In “Part One: Torture”, Foucault makes a distinction between the older judicial systems (from before the 18th century) and the modern judicial systems. The modern system of punishment ceased to be a public spectacle that exploited the torture and crime of the accused person. Instead, modern punishment became more of a means of correcting the behavior of the criminal rather than inflicting exorbitant amount of pain in the eyes of the public. There are several reasons for this shift in the judicial system: some may say the punishment has a “higher aim” in correcting the “soul” of the criminal rather than the body. Also, the shame of the crime is placed less on the judge or executioner through this more mediated system of punishment. Some may say that this type of system distances the executioner from the physical body of the criminal; however, one may also consider this type of punishment even more personal between the judicial system and the criminal. The criminal’s behavior is judged and his/her state of mind is assessed in order to determine the most appropriate sentence.
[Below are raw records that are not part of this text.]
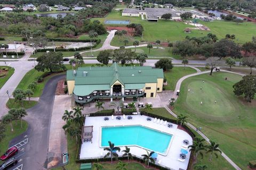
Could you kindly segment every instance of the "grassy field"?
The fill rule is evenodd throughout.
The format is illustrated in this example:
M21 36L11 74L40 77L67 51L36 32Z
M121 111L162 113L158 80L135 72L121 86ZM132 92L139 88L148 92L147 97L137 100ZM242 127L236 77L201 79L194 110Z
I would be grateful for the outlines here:
M22 128L21 128L20 120L13 121L12 122L13 126L13 132L11 131L11 126L8 124L6 126L4 134L5 137L0 142L0 155L2 155L8 149L9 142L14 138L18 137L20 134L25 132L28 128L28 123L25 121L22 121ZM1 161L0 160L0 163Z
M172 70L164 72L168 85L165 86L165 90L174 90L178 80L183 76L196 73L196 71L190 67L173 67Z
M5 84L5 82L7 81L8 81L8 80L10 79L10 78L12 76L12 75L14 72L14 69L9 66L0 66L0 69L2 69L3 68L6 68L6 67L9 68L9 70L8 70L8 73L7 73L7 75L5 76L0 78L0 89L4 85L4 84Z
M41 76L43 73L44 73L42 72L38 72L34 69L31 70L25 74L24 77L18 85L17 88L22 90L27 89L28 84L34 81L35 80L35 79L36 77ZM34 91L34 95L33 95L33 97L40 97L43 92L43 90L44 89L44 86L48 80L49 80L49 79L53 76L61 74L65 74L65 73L53 73L44 78L44 81L42 82L37 84L37 86Z
M37 101L23 101L23 107L19 103L15 101L14 99L10 99L6 103L6 106L9 108L19 108L24 107L26 109L32 107L37 104Z
M237 74L221 72L189 78L182 83L183 92L174 112L188 116L190 123L202 127L202 131L219 143L232 160L247 169L249 162L256 157L255 101L247 103L235 96L232 86L241 79Z
M158 22L148 22L142 20L140 17L122 16L120 12L113 10L105 18L94 18L92 20L98 20L101 22L105 20L130 20L131 23L140 23L144 28L143 37L141 40L155 42L159 39L161 41L175 41L183 39L186 36L190 37L201 37L209 32L216 34L219 39L225 38L226 34L235 34L236 41L245 42L251 40L256 24L254 23L246 22L238 26L234 22L223 21L214 21L213 22L203 22L200 23L205 24L211 29L211 31L192 30L190 33L184 32L184 29L187 27L194 27L185 24L183 22L159 20ZM123 44L123 43L122 43Z

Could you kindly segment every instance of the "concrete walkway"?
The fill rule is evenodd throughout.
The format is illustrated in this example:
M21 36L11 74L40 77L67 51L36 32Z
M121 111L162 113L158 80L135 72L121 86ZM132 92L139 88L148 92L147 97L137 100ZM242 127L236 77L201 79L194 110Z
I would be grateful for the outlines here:
M237 74L242 76L245 75L244 74L241 74L241 73L235 73L235 72L233 72L231 71L226 71L226 70L222 70L222 72L228 72L228 73L234 73L234 74ZM210 73L210 71L204 71L204 72L201 72L201 71L199 72L198 72L194 74L191 74L189 75L187 75L186 76L184 76L180 78L177 82L177 83L176 84L176 87L175 88L175 91L174 92L176 92L177 90L180 89L180 86L181 84L181 83L182 81L185 80L187 78L190 78L193 76L195 75L200 75L202 74L205 74L205 73ZM174 98L175 99L178 98L179 96L177 96L175 92L174 92L173 94L173 96L172 96L172 98ZM167 105L165 106L165 108L173 116L175 117L177 117L177 115L174 114L168 107ZM186 123L189 127L193 129L194 130L196 131L200 135L201 135L205 140L210 143L210 139L204 134L203 134L202 132L199 131L197 131L196 128L195 127L194 125L191 124L189 123ZM240 168L234 162L232 161L232 160L230 159L223 151L222 151L221 156L223 156L223 157L227 160L227 161L231 165L232 165L237 170L242 170L241 168Z

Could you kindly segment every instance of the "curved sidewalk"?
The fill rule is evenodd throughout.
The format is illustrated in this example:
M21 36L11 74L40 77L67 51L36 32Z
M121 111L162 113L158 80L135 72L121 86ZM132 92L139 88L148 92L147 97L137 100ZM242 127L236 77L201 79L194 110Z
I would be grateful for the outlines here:
M231 72L231 71L226 71L226 70L222 70L221 71L223 71L223 72L228 72L228 73L234 73L234 74L238 74L238 75L242 75L242 76L243 76L243 75L245 75L245 74L241 74L241 73L235 73L235 72ZM194 73L194 74L189 74L189 75L186 75L186 76L184 76L183 77L182 77L181 78L180 78L177 82L177 83L176 84L176 87L175 88L175 91L177 91L177 90L178 89L180 89L180 86L181 86L181 83L182 82L182 81L185 80L187 78L190 78L191 76L195 76L195 75L200 75L200 74L205 74L205 73L210 73L210 71L203 71L203 72L197 72L196 73ZM172 96L172 97L173 97L175 99L177 99L178 98L178 96L177 96L175 95L175 92L173 94L173 96ZM177 117L177 115L174 113L167 106L165 106L165 108L167 110L168 110L168 112L172 115L173 115L173 116L174 116L175 117ZM199 131L196 131L196 128L195 127L194 125L193 125L192 124L191 124L190 123L186 123L187 124L187 125L188 126L189 126L189 128L191 128L192 129L193 129L194 130L196 131L200 135L201 135L204 139L205 139L205 140L210 143L210 139L204 134L203 134L202 132ZM227 156L227 155L226 155L222 151L222 154L221 154L221 156L226 159L227 160L227 161L231 164L231 165L232 165L232 166L233 166L233 167L236 169L236 170L242 170L241 168L240 168L239 167L239 166L238 166L234 162L232 161L232 160L231 160L230 158L229 158Z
It seems that the intimacy between punishment and the criminal is unavoidable in either judicial system.  In “The spectacle of the scaffold”, Foucault clearly describes the involvement the executioner has in public executions. Often times, the executioner becomes a victim of the audience’s revolts when the accused is deemed innocent. This fact may further prove the reason for less corporeal and public punishments.